Category Archives: NWSL

NWSL: Catching Up By Taking Worse Shots?

One of the strategic questions that has always interested me is: what is the best way to catch up after going behind in a soccer match? To my mind, there are two options:

  1. Take a lot of low percentage shots, hoping that volume makes up for a lack of quality.
  2. Be patient and wait for the high quality chances, hoping that quality makes up for a lack of volume.

There are merits to both, and you could probably solve this mathematically based on expected number of shots and expected quality per shot given any number of variables. My head is spinning thinking about how you’d actually solve this equation, but given enough familiarity with teams and the right data the math would be easy enough. Solving this equation isn’t my goal with this post, instead I want to see what teams have done and use observable data to see what their strategies are/potentially how they’ve solved the problem for themselves.

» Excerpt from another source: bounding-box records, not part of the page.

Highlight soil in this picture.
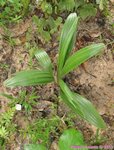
[0,7,114,150]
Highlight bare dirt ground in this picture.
[0,8,114,150]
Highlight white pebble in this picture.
[16,104,21,110]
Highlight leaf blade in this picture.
[61,43,105,77]
[60,80,106,128]
[58,13,78,75]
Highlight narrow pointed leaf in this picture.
[35,50,52,73]
[60,80,106,128]
[24,144,46,150]
[61,43,105,77]
[4,70,54,87]
[58,13,78,75]
[59,129,87,150]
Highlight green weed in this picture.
[4,13,106,128]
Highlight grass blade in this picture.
[58,13,78,76]
[4,70,54,87]
[61,43,105,77]
[60,80,106,128]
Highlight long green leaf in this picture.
[24,144,46,150]
[4,70,54,87]
[59,129,87,150]
[60,80,105,128]
[58,13,78,75]
[35,49,52,73]
[61,43,105,77]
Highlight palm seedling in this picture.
[4,13,105,128]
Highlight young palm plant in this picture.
[4,13,105,128]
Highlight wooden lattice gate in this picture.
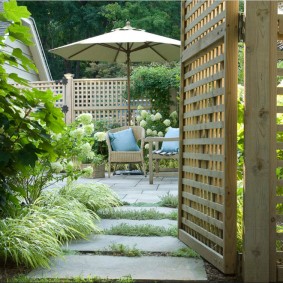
[179,0,238,274]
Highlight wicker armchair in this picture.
[106,126,146,178]
[145,137,179,184]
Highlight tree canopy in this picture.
[19,1,181,79]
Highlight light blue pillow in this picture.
[109,128,140,151]
[161,128,179,152]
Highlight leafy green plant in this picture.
[0,192,100,268]
[0,0,64,215]
[170,247,200,258]
[131,64,180,117]
[159,192,178,208]
[109,244,142,257]
[59,183,121,212]
[104,223,178,237]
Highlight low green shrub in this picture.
[159,193,178,208]
[59,183,122,212]
[104,223,178,237]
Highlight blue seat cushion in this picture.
[108,128,140,151]
[161,128,179,152]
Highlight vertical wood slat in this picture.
[223,1,239,273]
[181,0,238,273]
[243,1,277,282]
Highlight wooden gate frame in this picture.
[243,1,282,282]
[178,0,238,274]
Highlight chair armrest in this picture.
[144,137,179,142]
[144,137,179,152]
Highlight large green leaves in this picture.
[0,0,65,214]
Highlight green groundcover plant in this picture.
[0,184,120,268]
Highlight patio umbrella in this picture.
[49,22,180,125]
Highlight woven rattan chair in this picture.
[106,126,146,178]
[145,137,179,184]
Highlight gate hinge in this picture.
[238,13,246,42]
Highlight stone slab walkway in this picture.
[64,235,186,253]
[29,175,207,282]
[29,255,206,282]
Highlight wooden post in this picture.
[63,74,75,124]
[243,1,277,282]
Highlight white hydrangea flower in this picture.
[146,129,152,136]
[141,110,148,118]
[51,161,63,173]
[66,161,74,172]
[80,142,91,156]
[140,120,147,128]
[52,133,62,141]
[83,124,94,136]
[82,166,93,177]
[155,112,162,121]
[93,132,106,141]
[163,119,171,127]
[77,113,92,125]
[70,128,85,139]
[170,111,178,119]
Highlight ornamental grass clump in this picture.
[0,192,100,268]
[59,183,121,212]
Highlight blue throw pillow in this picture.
[161,128,179,152]
[109,128,140,151]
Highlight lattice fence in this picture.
[32,78,150,126]
[179,0,238,273]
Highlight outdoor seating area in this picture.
[106,126,146,178]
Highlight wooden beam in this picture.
[243,1,277,282]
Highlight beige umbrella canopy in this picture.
[49,22,180,124]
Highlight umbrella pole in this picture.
[127,53,131,126]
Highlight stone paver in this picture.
[29,255,207,282]
[102,205,177,214]
[64,235,189,252]
[28,174,207,282]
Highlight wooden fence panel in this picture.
[31,77,150,126]
[179,0,238,273]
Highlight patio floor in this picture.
[29,175,207,282]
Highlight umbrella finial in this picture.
[124,21,133,29]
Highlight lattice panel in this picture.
[73,79,150,125]
[179,0,237,273]
[30,81,65,108]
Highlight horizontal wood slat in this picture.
[182,205,223,232]
[182,192,224,212]
[189,11,226,45]
[185,1,225,32]
[181,24,225,62]
[183,179,224,196]
[182,218,223,247]
[183,152,224,162]
[179,230,224,276]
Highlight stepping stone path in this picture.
[28,178,207,282]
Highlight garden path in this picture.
[29,175,207,282]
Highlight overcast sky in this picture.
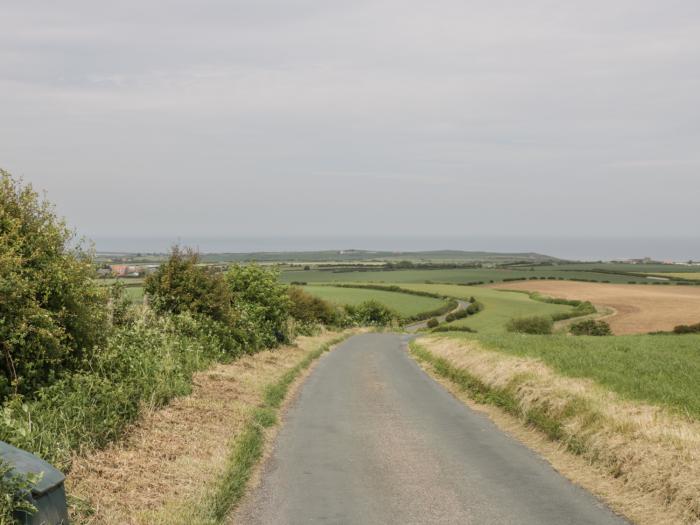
[0,0,700,250]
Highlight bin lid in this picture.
[0,441,66,497]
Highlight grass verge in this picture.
[180,335,348,525]
[410,336,700,524]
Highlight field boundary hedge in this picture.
[314,283,459,324]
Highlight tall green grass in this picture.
[0,315,235,470]
[448,333,700,419]
[186,336,348,525]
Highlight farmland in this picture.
[402,284,571,333]
[304,286,446,317]
[496,281,700,334]
[442,333,700,420]
[281,266,652,284]
[650,271,700,281]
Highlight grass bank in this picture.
[411,334,700,524]
[67,331,353,525]
[449,333,700,420]
[196,336,348,525]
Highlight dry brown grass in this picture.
[420,337,700,525]
[491,281,700,335]
[67,333,346,524]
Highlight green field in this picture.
[651,272,700,281]
[124,286,144,303]
[281,266,652,284]
[402,284,571,333]
[304,286,446,317]
[440,332,700,419]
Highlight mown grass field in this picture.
[394,284,571,333]
[440,333,700,419]
[304,286,446,317]
[124,286,144,303]
[281,266,652,284]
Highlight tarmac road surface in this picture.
[235,334,628,525]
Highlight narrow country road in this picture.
[236,334,627,525]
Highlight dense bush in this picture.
[345,300,399,326]
[287,286,341,329]
[673,323,700,334]
[226,264,291,348]
[144,246,235,323]
[569,319,612,336]
[467,301,484,315]
[0,313,230,469]
[431,325,476,334]
[401,299,458,323]
[506,316,554,335]
[0,170,109,396]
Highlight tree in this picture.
[0,170,109,395]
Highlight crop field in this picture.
[281,266,652,284]
[649,272,700,281]
[394,284,571,333]
[304,286,446,317]
[495,281,700,335]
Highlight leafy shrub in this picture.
[0,314,230,469]
[226,264,291,348]
[467,301,484,315]
[673,323,700,334]
[569,319,612,336]
[402,299,458,322]
[144,246,234,323]
[506,316,554,335]
[431,325,476,334]
[0,170,109,397]
[287,286,340,327]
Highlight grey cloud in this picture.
[0,0,700,244]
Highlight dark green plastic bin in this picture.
[0,441,68,525]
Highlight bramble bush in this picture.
[287,286,343,333]
[0,170,109,397]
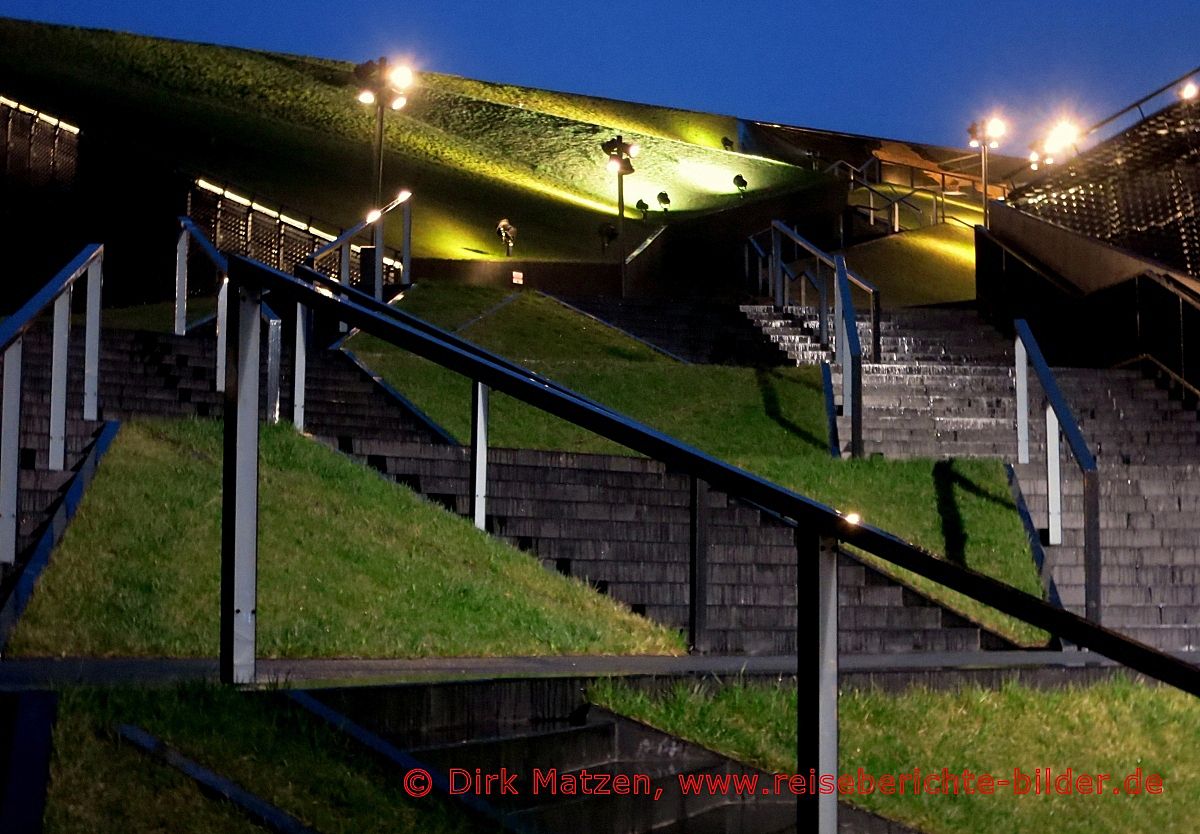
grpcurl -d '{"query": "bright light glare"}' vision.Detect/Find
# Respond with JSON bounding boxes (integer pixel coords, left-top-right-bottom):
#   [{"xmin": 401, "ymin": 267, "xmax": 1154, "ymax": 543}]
[
  {"xmin": 388, "ymin": 65, "xmax": 413, "ymax": 90},
  {"xmin": 1045, "ymin": 119, "xmax": 1079, "ymax": 155}
]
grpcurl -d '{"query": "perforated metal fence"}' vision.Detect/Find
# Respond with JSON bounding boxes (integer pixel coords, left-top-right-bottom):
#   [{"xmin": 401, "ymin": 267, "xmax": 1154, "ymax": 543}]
[
  {"xmin": 1009, "ymin": 101, "xmax": 1200, "ymax": 276},
  {"xmin": 187, "ymin": 180, "xmax": 401, "ymax": 295},
  {"xmin": 0, "ymin": 96, "xmax": 79, "ymax": 187}
]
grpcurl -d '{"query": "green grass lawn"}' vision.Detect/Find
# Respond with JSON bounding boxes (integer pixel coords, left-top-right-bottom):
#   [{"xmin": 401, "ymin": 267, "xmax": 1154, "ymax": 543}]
[
  {"xmin": 350, "ymin": 283, "xmax": 1045, "ymax": 643},
  {"xmin": 44, "ymin": 686, "xmax": 475, "ymax": 834},
  {"xmin": 589, "ymin": 680, "xmax": 1200, "ymax": 834},
  {"xmin": 845, "ymin": 222, "xmax": 974, "ymax": 307},
  {"xmin": 0, "ymin": 19, "xmax": 821, "ymax": 260},
  {"xmin": 10, "ymin": 420, "xmax": 683, "ymax": 658}
]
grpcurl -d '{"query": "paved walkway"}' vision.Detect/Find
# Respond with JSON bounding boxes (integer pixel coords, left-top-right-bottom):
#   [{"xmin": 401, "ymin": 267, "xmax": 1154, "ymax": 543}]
[{"xmin": 0, "ymin": 652, "xmax": 1171, "ymax": 690}]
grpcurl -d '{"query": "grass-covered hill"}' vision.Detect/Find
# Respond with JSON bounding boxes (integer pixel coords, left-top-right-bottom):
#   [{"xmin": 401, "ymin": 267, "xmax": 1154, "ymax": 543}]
[{"xmin": 0, "ymin": 19, "xmax": 815, "ymax": 259}]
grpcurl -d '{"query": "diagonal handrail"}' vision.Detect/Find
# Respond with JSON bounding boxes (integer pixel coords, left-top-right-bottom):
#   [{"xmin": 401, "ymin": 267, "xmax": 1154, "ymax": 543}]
[
  {"xmin": 1013, "ymin": 318, "xmax": 1102, "ymax": 623},
  {"xmin": 0, "ymin": 244, "xmax": 104, "ymax": 565},
  {"xmin": 222, "ymin": 256, "xmax": 1200, "ymax": 696}
]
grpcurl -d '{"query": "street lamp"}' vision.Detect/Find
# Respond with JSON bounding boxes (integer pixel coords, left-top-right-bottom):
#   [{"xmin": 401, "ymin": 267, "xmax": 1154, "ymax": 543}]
[
  {"xmin": 967, "ymin": 116, "xmax": 1008, "ymax": 229},
  {"xmin": 354, "ymin": 58, "xmax": 413, "ymax": 300},
  {"xmin": 600, "ymin": 134, "xmax": 642, "ymax": 235}
]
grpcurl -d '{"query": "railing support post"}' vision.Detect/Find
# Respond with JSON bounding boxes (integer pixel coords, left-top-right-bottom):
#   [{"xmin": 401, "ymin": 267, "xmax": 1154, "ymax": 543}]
[
  {"xmin": 796, "ymin": 530, "xmax": 838, "ymax": 834},
  {"xmin": 0, "ymin": 338, "xmax": 23, "ymax": 565},
  {"xmin": 1084, "ymin": 469, "xmax": 1102, "ymax": 625},
  {"xmin": 1013, "ymin": 336, "xmax": 1030, "ymax": 463},
  {"xmin": 373, "ymin": 215, "xmax": 383, "ymax": 301},
  {"xmin": 292, "ymin": 302, "xmax": 308, "ymax": 432},
  {"xmin": 1046, "ymin": 403, "xmax": 1062, "ymax": 545},
  {"xmin": 770, "ymin": 226, "xmax": 784, "ymax": 308},
  {"xmin": 220, "ymin": 280, "xmax": 263, "ymax": 684},
  {"xmin": 470, "ymin": 382, "xmax": 487, "ymax": 530},
  {"xmin": 49, "ymin": 287, "xmax": 72, "ymax": 472},
  {"xmin": 217, "ymin": 275, "xmax": 229, "ymax": 394},
  {"xmin": 688, "ymin": 475, "xmax": 708, "ymax": 653},
  {"xmin": 266, "ymin": 317, "xmax": 283, "ymax": 426},
  {"xmin": 83, "ymin": 254, "xmax": 104, "ymax": 420},
  {"xmin": 175, "ymin": 229, "xmax": 188, "ymax": 336},
  {"xmin": 400, "ymin": 197, "xmax": 413, "ymax": 287}
]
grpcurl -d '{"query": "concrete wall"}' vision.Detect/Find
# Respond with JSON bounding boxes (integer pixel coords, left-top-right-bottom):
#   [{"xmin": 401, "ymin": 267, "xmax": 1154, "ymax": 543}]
[{"xmin": 990, "ymin": 203, "xmax": 1200, "ymax": 293}]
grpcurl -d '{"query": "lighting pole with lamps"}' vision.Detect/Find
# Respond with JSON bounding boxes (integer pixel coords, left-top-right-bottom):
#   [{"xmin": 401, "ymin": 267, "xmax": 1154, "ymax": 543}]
[
  {"xmin": 967, "ymin": 116, "xmax": 1008, "ymax": 229},
  {"xmin": 354, "ymin": 58, "xmax": 413, "ymax": 300},
  {"xmin": 600, "ymin": 136, "xmax": 641, "ymax": 236}
]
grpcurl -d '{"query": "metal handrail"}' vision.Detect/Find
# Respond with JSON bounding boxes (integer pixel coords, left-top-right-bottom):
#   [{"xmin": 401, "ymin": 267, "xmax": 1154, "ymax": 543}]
[
  {"xmin": 175, "ymin": 217, "xmax": 282, "ymax": 424},
  {"xmin": 223, "ymin": 256, "xmax": 1200, "ymax": 696},
  {"xmin": 770, "ymin": 220, "xmax": 881, "ymax": 362},
  {"xmin": 220, "ymin": 256, "xmax": 1200, "ymax": 830},
  {"xmin": 296, "ymin": 266, "xmax": 611, "ymax": 420},
  {"xmin": 0, "ymin": 244, "xmax": 104, "ymax": 565},
  {"xmin": 833, "ymin": 254, "xmax": 863, "ymax": 457},
  {"xmin": 1013, "ymin": 319, "xmax": 1100, "ymax": 623}
]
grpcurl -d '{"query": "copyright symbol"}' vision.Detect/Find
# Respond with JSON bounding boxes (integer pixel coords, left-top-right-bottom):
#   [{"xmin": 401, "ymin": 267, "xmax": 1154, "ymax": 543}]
[{"xmin": 404, "ymin": 768, "xmax": 433, "ymax": 799}]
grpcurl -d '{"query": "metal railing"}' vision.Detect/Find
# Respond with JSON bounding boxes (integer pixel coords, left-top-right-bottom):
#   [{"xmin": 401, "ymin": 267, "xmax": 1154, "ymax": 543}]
[
  {"xmin": 175, "ymin": 217, "xmax": 282, "ymax": 420},
  {"xmin": 0, "ymin": 244, "xmax": 104, "ymax": 565},
  {"xmin": 850, "ymin": 182, "xmax": 946, "ymax": 234},
  {"xmin": 769, "ymin": 220, "xmax": 881, "ymax": 362},
  {"xmin": 1013, "ymin": 319, "xmax": 1100, "ymax": 623},
  {"xmin": 220, "ymin": 256, "xmax": 1200, "ymax": 832},
  {"xmin": 833, "ymin": 254, "xmax": 864, "ymax": 457}
]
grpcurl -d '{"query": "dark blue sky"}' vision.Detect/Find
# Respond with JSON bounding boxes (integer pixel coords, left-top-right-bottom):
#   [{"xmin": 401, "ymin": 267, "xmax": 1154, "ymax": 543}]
[{"xmin": 0, "ymin": 0, "xmax": 1200, "ymax": 155}]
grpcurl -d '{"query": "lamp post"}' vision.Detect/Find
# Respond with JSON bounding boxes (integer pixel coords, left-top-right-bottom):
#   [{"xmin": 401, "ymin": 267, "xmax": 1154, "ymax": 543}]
[
  {"xmin": 600, "ymin": 134, "xmax": 641, "ymax": 236},
  {"xmin": 354, "ymin": 58, "xmax": 413, "ymax": 300},
  {"xmin": 967, "ymin": 116, "xmax": 1008, "ymax": 229}
]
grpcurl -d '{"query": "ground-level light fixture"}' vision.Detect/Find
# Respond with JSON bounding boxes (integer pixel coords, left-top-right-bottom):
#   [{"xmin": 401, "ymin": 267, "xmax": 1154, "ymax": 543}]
[{"xmin": 496, "ymin": 217, "xmax": 517, "ymax": 256}]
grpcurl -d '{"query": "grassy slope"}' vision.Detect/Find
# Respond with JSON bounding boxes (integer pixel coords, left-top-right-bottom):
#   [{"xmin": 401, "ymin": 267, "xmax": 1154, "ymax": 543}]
[
  {"xmin": 11, "ymin": 421, "xmax": 682, "ymax": 656},
  {"xmin": 0, "ymin": 19, "xmax": 812, "ymax": 259},
  {"xmin": 44, "ymin": 686, "xmax": 474, "ymax": 834},
  {"xmin": 592, "ymin": 680, "xmax": 1200, "ymax": 834},
  {"xmin": 846, "ymin": 222, "xmax": 974, "ymax": 307},
  {"xmin": 350, "ymin": 284, "xmax": 1042, "ymax": 642}
]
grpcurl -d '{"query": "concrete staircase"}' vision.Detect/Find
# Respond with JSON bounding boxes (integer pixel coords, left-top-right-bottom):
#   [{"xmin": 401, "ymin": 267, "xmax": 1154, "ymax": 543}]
[
  {"xmin": 4, "ymin": 319, "xmax": 1027, "ymax": 654},
  {"xmin": 739, "ymin": 308, "xmax": 1200, "ymax": 650}
]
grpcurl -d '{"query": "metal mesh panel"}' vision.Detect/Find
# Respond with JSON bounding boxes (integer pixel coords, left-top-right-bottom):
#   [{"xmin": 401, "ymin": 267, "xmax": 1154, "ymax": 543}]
[
  {"xmin": 1009, "ymin": 102, "xmax": 1200, "ymax": 276},
  {"xmin": 5, "ymin": 110, "xmax": 34, "ymax": 178}
]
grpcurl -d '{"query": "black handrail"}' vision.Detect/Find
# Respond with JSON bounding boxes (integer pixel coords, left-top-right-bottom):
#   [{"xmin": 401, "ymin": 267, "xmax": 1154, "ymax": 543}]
[{"xmin": 229, "ymin": 256, "xmax": 1200, "ymax": 696}]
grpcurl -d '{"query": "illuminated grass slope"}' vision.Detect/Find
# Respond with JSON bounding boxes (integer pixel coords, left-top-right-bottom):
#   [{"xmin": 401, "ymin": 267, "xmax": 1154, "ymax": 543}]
[
  {"xmin": 8, "ymin": 420, "xmax": 683, "ymax": 658},
  {"xmin": 350, "ymin": 283, "xmax": 1045, "ymax": 644},
  {"xmin": 0, "ymin": 19, "xmax": 816, "ymax": 259}
]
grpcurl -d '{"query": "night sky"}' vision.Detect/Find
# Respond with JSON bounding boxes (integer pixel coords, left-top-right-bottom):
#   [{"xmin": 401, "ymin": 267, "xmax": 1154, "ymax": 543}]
[{"xmin": 0, "ymin": 0, "xmax": 1200, "ymax": 150}]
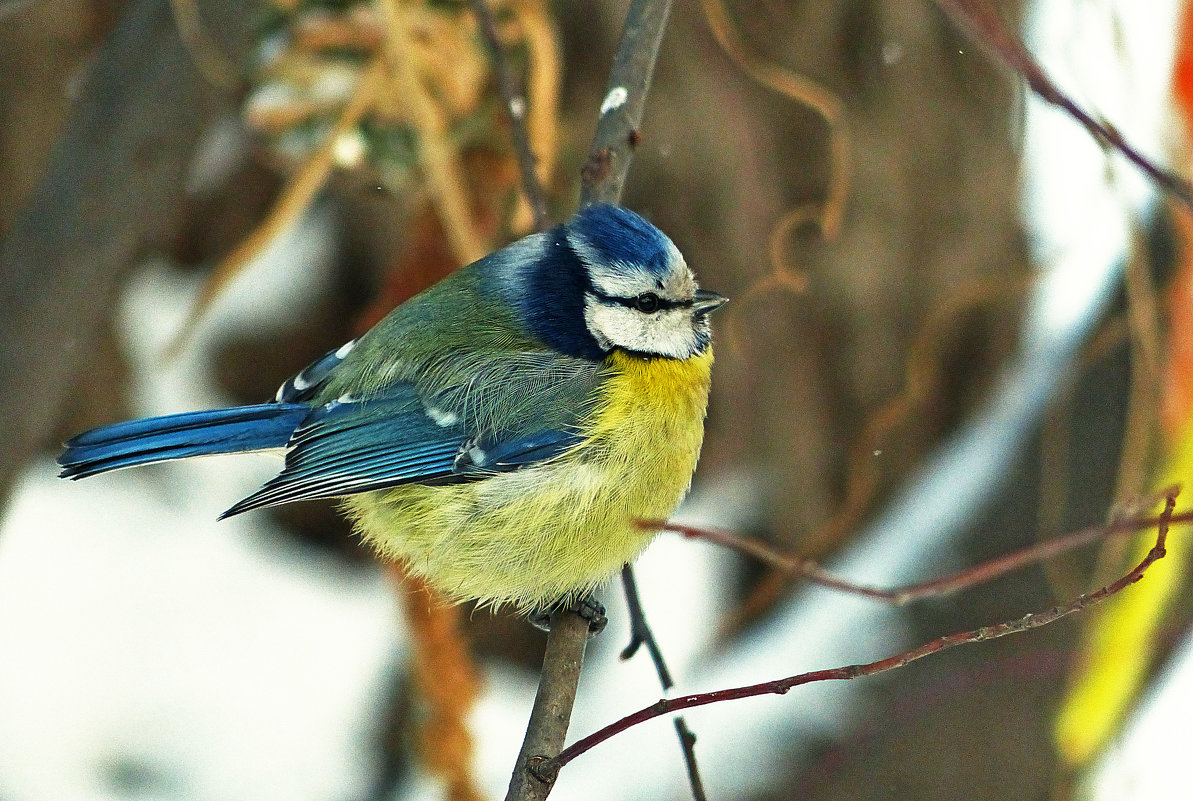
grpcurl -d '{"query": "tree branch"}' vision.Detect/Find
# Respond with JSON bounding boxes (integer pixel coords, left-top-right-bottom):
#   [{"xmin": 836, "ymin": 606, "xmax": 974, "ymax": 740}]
[
  {"xmin": 506, "ymin": 0, "xmax": 670, "ymax": 801},
  {"xmin": 472, "ymin": 0, "xmax": 551, "ymax": 232},
  {"xmin": 651, "ymin": 495, "xmax": 1193, "ymax": 606},
  {"xmin": 934, "ymin": 0, "xmax": 1193, "ymax": 211},
  {"xmin": 540, "ymin": 491, "xmax": 1176, "ymax": 772},
  {"xmin": 580, "ymin": 0, "xmax": 670, "ymax": 205}
]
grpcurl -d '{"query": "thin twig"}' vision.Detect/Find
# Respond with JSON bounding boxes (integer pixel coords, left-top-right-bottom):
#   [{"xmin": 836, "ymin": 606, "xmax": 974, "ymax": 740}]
[
  {"xmin": 378, "ymin": 0, "xmax": 488, "ymax": 264},
  {"xmin": 542, "ymin": 491, "xmax": 1173, "ymax": 771},
  {"xmin": 650, "ymin": 503, "xmax": 1193, "ymax": 606},
  {"xmin": 622, "ymin": 565, "xmax": 707, "ymax": 801},
  {"xmin": 472, "ymin": 0, "xmax": 551, "ymax": 232},
  {"xmin": 935, "ymin": 0, "xmax": 1193, "ymax": 211},
  {"xmin": 506, "ymin": 0, "xmax": 670, "ymax": 801}
]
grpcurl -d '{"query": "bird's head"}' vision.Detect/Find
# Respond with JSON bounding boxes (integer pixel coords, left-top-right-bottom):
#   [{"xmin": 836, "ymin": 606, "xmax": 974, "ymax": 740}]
[{"xmin": 510, "ymin": 204, "xmax": 727, "ymax": 359}]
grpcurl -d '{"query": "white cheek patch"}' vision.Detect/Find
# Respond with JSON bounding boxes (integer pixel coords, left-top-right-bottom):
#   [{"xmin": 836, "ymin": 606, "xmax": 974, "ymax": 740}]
[{"xmin": 585, "ymin": 295, "xmax": 700, "ymax": 359}]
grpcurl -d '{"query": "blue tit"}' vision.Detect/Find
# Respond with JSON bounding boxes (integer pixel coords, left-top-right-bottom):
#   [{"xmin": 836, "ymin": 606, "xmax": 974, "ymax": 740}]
[{"xmin": 58, "ymin": 204, "xmax": 725, "ymax": 610}]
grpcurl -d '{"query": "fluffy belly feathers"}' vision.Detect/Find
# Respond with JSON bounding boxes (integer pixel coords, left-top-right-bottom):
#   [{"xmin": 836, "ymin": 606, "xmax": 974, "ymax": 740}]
[{"xmin": 345, "ymin": 349, "xmax": 712, "ymax": 609}]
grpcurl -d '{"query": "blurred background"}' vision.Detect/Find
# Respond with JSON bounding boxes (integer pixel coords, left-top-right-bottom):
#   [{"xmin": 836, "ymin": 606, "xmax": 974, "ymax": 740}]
[{"xmin": 0, "ymin": 0, "xmax": 1193, "ymax": 801}]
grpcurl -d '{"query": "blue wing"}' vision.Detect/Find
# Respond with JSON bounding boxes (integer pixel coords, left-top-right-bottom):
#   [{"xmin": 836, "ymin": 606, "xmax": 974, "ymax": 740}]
[{"xmin": 221, "ymin": 383, "xmax": 579, "ymax": 517}]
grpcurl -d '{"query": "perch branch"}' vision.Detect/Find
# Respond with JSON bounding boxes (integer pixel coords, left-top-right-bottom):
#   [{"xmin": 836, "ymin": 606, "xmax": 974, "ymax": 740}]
[{"xmin": 506, "ymin": 0, "xmax": 670, "ymax": 801}]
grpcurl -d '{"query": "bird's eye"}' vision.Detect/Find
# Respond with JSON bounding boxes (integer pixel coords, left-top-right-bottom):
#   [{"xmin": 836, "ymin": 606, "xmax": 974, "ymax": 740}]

To do this, I’ve undertaken two separate analyses. The first is simple enough: what is the likelihood that a shot goes in given the game state at the time of the shot? More simply put: does shot quality correlate with score?

To answer the question, I ran an analysis (full details in the appendix) looking at each shot in the NWSL this season and part of last season1. I calculated the probability that each shot becomes a goal, and compared those probabilities when the score is even, the shooter’s team is one goal ahead/behind, two goals ahead/behind, three goals ahead/behind.

If teams look to catch up by taking lower probability shots when they are behind, we’d expect to see the average shot have a lower expected goal (xG) value the further behind they are, while when they are ahead the average shot would have a higher xG value.

Conversely, if teams look to catch up by taking higher probability shots when they are behind, we’d expect to see the average shot have a higher expected goal (xG) value the further behind they are, while when they are ahead the average shot would have a higher xG value. I present the results of my analysis in the figure below.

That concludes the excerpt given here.